Quanto à gestão da PAC, Paulo do Nascimento Cabral opõe-se a “uma governação centralizada, sublinhando a importância de assegurar uma governação multinível, de gestão partilhada, e com o envolvimento efectivo das autoridades regionais no desenho, implementação, execução e gestão das políticas agrícolas, numa lógica ascendente e de programação descentralizada, baseada no princípio da parceria e em pleno respeito pelo princípio da subsidiariedade”.
Em relação ao novo Programa Horizonte Europa, o Eurodeputado do PSD instou a que a “no contexto da abordagem de Uma Só Saúde, que reconhece a interligação entre a saúde humana, a saúde animal e a saúde ambiental, é fundamental reforçar o investimento na investigação e no desenvolvimento de medidas em matéria de saúde animal, incluindo medidas preventivas, e de contenção, nomeadamente a vacinação, tendo em vista o controlo e a erradicação de doenças, a protecção do bem-estar animal e a resiliência do sector pecuário, devendo ser assegurada, como tal, a disponibilização efectiva, equitativa e atempada dessas vacinas a todos os agricultores”.

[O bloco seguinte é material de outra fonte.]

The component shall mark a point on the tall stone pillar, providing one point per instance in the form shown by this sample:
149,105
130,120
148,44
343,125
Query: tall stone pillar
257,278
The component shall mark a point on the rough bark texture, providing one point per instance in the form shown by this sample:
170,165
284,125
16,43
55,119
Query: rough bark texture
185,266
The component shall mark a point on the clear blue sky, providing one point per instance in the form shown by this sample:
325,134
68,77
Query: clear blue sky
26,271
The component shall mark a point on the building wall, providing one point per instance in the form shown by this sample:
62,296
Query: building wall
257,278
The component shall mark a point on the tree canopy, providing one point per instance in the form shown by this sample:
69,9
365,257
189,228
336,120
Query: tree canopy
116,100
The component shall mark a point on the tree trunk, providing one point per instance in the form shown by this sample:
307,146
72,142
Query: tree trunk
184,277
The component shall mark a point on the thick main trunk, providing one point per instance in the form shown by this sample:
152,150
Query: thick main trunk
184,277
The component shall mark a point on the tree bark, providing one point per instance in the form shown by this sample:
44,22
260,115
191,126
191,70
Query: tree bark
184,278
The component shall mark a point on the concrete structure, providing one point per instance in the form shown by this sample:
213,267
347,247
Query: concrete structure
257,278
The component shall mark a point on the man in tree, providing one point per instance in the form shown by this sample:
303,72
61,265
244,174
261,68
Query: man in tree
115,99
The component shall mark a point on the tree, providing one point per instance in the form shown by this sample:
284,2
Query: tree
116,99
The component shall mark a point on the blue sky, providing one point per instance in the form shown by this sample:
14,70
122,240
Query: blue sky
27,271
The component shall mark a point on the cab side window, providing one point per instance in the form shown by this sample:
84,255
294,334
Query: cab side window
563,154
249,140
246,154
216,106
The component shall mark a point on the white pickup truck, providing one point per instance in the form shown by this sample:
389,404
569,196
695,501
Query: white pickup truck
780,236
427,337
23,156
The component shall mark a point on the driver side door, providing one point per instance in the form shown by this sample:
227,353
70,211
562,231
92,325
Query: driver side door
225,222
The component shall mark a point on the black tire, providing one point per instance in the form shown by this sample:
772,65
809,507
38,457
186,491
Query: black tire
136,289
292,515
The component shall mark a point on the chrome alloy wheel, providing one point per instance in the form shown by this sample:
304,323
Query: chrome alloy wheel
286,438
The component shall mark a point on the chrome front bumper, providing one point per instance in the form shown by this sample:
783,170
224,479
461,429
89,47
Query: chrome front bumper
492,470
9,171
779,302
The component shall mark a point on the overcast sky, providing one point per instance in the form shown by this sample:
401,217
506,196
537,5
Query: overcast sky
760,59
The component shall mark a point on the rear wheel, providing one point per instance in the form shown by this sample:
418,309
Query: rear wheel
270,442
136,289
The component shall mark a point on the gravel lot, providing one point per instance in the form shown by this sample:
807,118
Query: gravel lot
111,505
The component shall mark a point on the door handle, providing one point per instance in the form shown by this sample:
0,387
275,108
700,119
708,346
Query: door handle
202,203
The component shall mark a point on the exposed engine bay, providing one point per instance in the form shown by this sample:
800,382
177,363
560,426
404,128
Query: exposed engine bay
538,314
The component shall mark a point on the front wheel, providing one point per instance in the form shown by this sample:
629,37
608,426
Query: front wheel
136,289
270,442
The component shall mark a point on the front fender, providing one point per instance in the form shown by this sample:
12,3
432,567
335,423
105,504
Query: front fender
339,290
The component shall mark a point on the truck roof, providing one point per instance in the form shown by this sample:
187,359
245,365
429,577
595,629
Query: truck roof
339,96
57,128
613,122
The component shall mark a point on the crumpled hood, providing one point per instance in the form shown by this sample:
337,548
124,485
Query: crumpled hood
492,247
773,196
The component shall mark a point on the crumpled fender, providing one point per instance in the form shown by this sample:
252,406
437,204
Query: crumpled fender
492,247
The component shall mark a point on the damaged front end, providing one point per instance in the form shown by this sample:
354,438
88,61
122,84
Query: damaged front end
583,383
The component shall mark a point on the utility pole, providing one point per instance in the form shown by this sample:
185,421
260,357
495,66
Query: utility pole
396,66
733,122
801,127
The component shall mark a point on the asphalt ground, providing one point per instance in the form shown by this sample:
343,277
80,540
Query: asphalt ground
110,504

Paulo do Nascimento Cabral defendeu ainda que o novo fundo europeu para a competitividade deve “integrar um pilar específico dedicado à resiliência hídrica”, por a considerar “um elemento estruturante da coesão territorial e da viabilidade económica e social do sector agrícola, salientando que uma gestão eficiente, sustentável e integrada dos recursos hídricos constitui condição indispensável para o reforço da competitividade de todas as regiões, incluindo as urbanas, para a adaptação às alterações climáticas e para a garantia da segurança alimentar da União, assegurando simultaneamente a protecção dos ecossistemas e o equilíbrio entre os diversos usos da água”.

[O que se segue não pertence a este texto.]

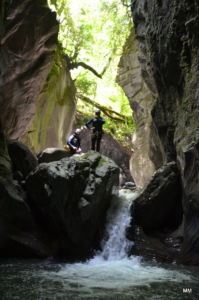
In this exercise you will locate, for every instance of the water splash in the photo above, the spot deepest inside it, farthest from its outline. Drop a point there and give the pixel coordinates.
(115, 245)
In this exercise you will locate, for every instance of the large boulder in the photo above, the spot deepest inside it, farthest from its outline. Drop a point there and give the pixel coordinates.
(22, 158)
(159, 205)
(71, 196)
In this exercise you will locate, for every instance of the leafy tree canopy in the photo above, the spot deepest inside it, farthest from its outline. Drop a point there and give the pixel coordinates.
(92, 33)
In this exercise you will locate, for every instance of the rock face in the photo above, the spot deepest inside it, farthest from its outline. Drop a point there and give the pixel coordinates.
(71, 197)
(23, 160)
(53, 154)
(63, 209)
(112, 149)
(147, 156)
(157, 215)
(159, 204)
(168, 32)
(55, 110)
(19, 234)
(29, 35)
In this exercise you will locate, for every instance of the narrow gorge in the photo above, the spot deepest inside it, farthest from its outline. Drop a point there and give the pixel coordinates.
(122, 222)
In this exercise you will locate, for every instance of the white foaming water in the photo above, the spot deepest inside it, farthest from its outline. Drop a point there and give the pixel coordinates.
(112, 269)
(115, 245)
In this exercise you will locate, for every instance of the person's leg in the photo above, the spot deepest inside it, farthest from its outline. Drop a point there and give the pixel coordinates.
(98, 142)
(93, 140)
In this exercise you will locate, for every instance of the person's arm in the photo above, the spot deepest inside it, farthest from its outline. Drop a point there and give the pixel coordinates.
(88, 123)
(102, 120)
(79, 143)
(70, 140)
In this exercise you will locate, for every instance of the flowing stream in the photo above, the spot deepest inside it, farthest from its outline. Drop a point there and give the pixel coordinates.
(110, 275)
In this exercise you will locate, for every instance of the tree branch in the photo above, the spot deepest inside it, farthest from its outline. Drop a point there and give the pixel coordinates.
(75, 65)
(107, 111)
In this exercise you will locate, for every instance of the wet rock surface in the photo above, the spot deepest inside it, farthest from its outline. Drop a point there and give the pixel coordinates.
(62, 210)
(23, 160)
(168, 33)
(71, 197)
(157, 217)
(159, 205)
(112, 149)
(19, 234)
(28, 39)
(52, 154)
(147, 156)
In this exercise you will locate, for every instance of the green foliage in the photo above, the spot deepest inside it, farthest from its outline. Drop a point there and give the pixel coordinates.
(94, 32)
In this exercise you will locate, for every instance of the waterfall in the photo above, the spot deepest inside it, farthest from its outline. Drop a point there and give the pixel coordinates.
(115, 245)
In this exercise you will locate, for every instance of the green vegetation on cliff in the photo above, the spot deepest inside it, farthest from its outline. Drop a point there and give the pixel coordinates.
(92, 36)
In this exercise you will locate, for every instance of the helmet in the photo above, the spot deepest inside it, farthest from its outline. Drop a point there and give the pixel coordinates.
(78, 131)
(98, 111)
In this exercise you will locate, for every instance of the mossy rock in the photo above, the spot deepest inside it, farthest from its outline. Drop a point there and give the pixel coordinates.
(43, 3)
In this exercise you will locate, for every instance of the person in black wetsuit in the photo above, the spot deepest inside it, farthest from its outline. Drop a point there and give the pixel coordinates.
(97, 124)
(74, 142)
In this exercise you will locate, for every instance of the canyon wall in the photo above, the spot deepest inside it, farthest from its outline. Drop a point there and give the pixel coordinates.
(37, 94)
(168, 31)
(148, 155)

Visando responder à intensificação das alterações climáticas, Paulo do Nascimento Cabral solicitou igualmente a “criação de um mecanismo de resseguro agrícola à escala europeia, destinado a complementar os sistemas nacionais de seguros, tendo em conta a imprevisibilidade e o agravamento dos fenómenos climáticos extremos, sublinhando que este mecanismo é prioritário para reforçar a resiliência do sector agrícola, assegurar a estabilidade do rendimento dos agricultores, mitigar riscos sistémicos e garantir condições equitativas de concorrência no mercado interno, contribuindo simultaneamente para a continuidade da produção agrícola e para a segurança alimentar da União”.

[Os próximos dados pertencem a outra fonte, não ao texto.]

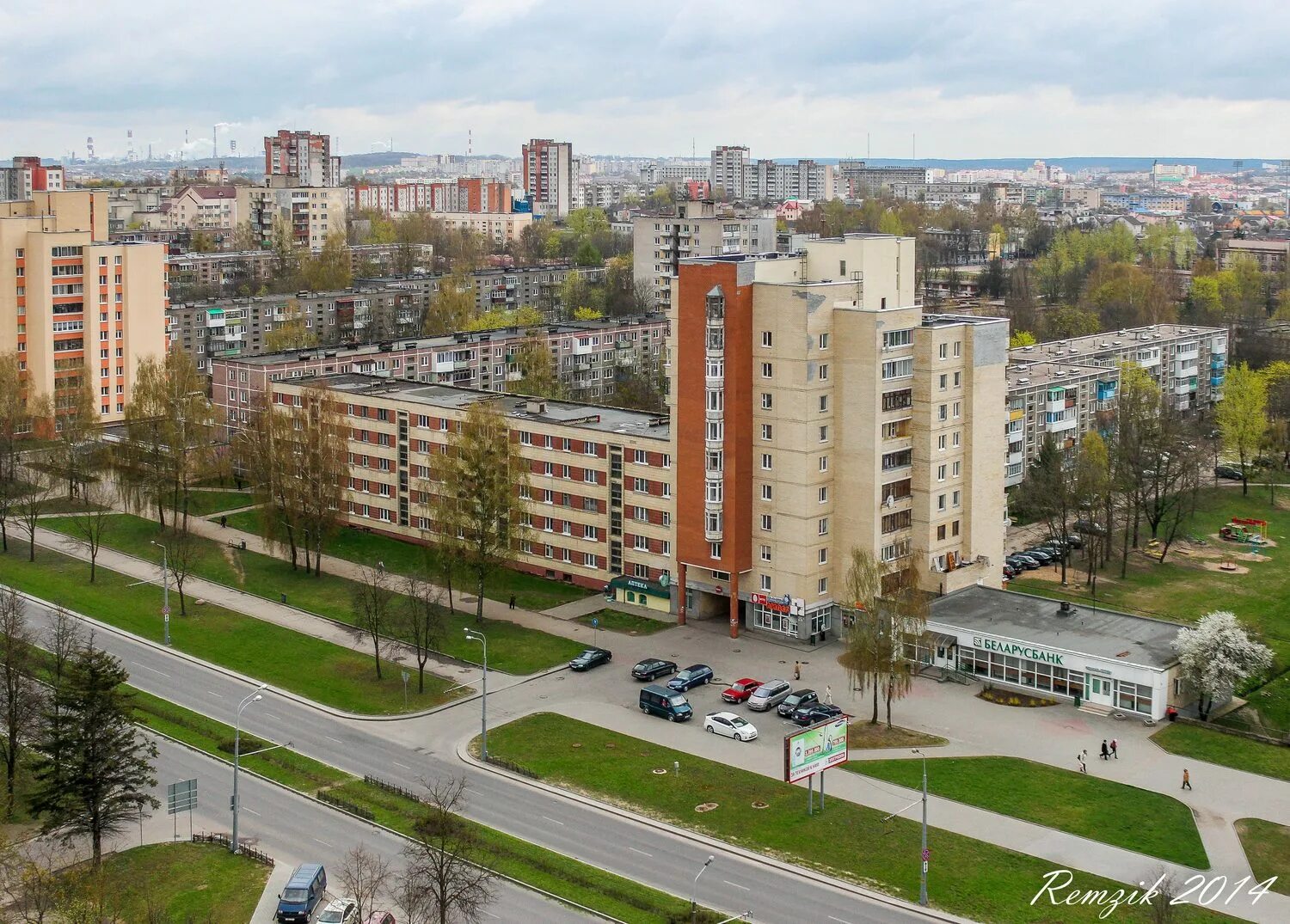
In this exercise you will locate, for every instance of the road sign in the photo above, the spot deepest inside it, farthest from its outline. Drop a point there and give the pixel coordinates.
(181, 797)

“A submissão deste conjunto de alterações a um ficheiro determinante para a definição do próximo Quadro Financeiro Plurianual demonstra, uma vez mais, a importância atribuída pelo PSD ao sector agrícola. Somos o partido dos agricultores e tudo faremos, no Parlamento Europeu, para garantir que os nossos agricultores dispõem, a partir de 2028, de políticas europeias que os protejam”, concluiu Paulo do Nascimento Cabral.